Estradas não são apenas caminhos de pedra, poeira ou asfalto. São metáforas que atravessam séculos, religam culturas e condensam destinos humanos. Entre tantas, três se destacam: a Estrada de Damasco, a estrada de Fellini em La Strada e a Estrada Sem Retrovisor, por mim criada. Cada uma revela um modo de entender a vida — pela revelação, pela tragédia, pela liberdade.

Na Estrada de Damasco, a narrativa bíblica fixa a imagem de Saulo fulminado por uma luz que o cega e o reconduz. Não há escolha: a estrada aqui é decreto divino, imposição que anula o passado e reconfigura o futuro. Ela simboliza a ruptura abrupta, a conversão como ato absoluto, em que o caminhar é interrompido por uma voz que ordena e um destino que se impõe.

No cinema de Federico Fellini, a estrada assume feições trágicas. Em La Strada (1954), Gelsomina e Zampanò arrastam suas vidas pelas margens, oferecendo espetáculos breves e sobrevivendo à sombra do circo pobre e da miséria cotidiana. Cada parada é efêmera, cada quilômetro deixa cicatrizes.
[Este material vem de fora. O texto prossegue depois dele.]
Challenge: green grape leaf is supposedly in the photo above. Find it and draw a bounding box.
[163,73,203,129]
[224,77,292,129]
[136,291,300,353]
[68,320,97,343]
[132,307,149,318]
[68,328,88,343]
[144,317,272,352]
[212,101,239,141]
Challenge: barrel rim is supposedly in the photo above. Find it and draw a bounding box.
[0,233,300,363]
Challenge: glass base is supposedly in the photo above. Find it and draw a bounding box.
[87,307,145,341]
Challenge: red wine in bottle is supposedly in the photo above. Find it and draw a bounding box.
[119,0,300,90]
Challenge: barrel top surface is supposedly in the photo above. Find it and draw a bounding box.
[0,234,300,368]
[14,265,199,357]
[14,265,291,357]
O caminho não conduz à redenção, mas expõe a fragilidade humana em sua forma mais dura: a solidão final à beira-mar, onde restam apenas ecos de dor.

Já na Estrada Sem Retrovisor, o olhar se desloca para uma dimensão existencial. Não há raios fulminantes nem tragédias inevitáveis. Há o sopro vital que impulsiona adiante, sem retrovisores que aprisionem no passado. O futuro não é missão imposta, mas promessa aberta. Cada curva é mistério, cada descida um recomeço, cada encontro um mapa invisível de afetos. É a estrada como aprendizagem contínua, aonde o sentido não vem de fora, mas da própria cadência do caminhar.
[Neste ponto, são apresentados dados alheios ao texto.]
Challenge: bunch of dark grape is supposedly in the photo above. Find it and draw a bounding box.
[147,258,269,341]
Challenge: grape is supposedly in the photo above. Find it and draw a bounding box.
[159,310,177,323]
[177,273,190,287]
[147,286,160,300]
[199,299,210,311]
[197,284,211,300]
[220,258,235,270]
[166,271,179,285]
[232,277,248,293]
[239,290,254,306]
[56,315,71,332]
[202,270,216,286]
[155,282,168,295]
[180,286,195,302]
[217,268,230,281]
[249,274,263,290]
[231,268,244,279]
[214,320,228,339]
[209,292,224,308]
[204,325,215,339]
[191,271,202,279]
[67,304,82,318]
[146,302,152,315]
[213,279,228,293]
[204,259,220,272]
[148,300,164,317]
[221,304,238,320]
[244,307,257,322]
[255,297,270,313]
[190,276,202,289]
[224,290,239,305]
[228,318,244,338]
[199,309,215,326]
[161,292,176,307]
Colocadas lado a lado, as três estradas compõem um tríptico da experiência humana. Damasco representa a revelação imposta, Fellini traduz a tragédia inevitável, e a minha afirma a liberdade do presente. Três visões distintas, três destinos entrelaçados pela mesma convicção: ninguém retorna o mesmo depois de atravessar a estrada.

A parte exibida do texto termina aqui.